Cette aventure lui donnait bien à penser. — Pourquoi donc, se disait-il, ces plumes de roupeau, puisque roupeau il y a, sont-elles si précieuses ? comment est-il possible que des plumes d’oiseau puissent valoir un louis d’or la pièce ? J’aurais cru que cela ne pouvait servir que d’amusette à se mettre sur la tête, et voilà que, si j’avais demandé au boulanger de me nourrir pendant un an, il aurait peut-être dit oui pour avoir mes trois plumes !

N’ayant pas encore connu la misère, Clopinet n’était pas intéressé. Il était bien plus sensible au plaisir de posséder une chose rare qui avait peut-être une vertu merveilleuse, inconnue.

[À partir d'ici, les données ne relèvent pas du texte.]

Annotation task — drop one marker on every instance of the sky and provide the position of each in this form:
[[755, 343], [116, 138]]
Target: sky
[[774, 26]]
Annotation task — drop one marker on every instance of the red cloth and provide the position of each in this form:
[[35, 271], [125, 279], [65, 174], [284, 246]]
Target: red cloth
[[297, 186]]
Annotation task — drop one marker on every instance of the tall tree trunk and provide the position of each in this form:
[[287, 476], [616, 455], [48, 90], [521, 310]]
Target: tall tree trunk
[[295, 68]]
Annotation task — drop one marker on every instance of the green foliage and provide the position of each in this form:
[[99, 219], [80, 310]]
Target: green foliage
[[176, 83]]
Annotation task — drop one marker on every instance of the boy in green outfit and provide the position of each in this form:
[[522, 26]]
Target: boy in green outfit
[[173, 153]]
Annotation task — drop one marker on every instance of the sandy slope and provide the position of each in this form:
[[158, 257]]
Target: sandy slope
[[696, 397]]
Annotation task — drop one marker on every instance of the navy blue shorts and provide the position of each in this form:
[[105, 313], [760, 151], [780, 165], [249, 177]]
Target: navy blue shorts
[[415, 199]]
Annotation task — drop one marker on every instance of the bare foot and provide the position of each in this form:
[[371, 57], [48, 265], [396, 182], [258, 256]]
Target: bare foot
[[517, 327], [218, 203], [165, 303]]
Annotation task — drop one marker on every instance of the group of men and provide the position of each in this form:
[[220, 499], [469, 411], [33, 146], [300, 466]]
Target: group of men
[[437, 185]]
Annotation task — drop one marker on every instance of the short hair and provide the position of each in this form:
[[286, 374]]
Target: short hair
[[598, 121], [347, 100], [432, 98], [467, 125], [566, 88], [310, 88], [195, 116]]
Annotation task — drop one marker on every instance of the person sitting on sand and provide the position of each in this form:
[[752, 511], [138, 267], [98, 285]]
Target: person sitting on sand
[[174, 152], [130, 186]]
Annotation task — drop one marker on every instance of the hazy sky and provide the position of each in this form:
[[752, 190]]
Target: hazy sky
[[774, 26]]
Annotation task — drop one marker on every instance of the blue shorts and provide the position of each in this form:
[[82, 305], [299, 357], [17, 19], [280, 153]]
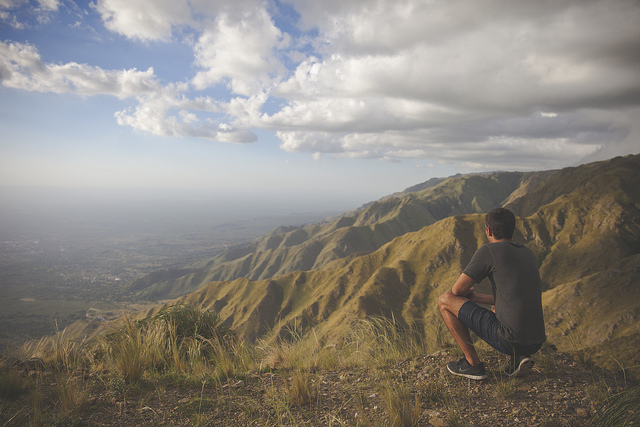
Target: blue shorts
[[484, 324]]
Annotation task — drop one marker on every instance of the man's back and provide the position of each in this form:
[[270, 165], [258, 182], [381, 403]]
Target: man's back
[[513, 272]]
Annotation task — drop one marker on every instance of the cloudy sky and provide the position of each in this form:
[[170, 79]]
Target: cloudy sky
[[349, 99]]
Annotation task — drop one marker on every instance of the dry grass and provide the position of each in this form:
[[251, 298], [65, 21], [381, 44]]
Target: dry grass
[[403, 409]]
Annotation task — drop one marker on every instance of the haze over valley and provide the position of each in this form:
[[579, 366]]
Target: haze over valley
[[63, 251]]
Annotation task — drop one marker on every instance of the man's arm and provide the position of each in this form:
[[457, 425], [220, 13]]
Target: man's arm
[[463, 287]]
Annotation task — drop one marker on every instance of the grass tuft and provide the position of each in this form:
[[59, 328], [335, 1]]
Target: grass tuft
[[403, 409]]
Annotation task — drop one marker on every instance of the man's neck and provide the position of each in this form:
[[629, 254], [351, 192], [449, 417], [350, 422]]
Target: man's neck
[[494, 240]]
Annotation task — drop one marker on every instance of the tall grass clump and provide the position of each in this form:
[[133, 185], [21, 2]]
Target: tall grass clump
[[622, 409], [403, 409], [179, 338], [380, 340], [58, 351], [11, 383]]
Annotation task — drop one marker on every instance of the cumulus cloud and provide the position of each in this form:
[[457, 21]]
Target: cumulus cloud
[[241, 50], [493, 83], [462, 79], [146, 20], [22, 68]]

Comme il était absorbé par ces réflexions et suivait, sans plus se méfier de rien, le chemin du milieu des dunes, il entendit derrière lui une voix aigre et criarde qui disait : — Vous dites qu’il a pris par là ; soyez tranquille, je le rattraperai bien, et s’il ne veut pas vendre ses plumes, je les lui arracherai ; comme ça nous les aurons pour rien et c’est la meilleure manière de faire les affaires.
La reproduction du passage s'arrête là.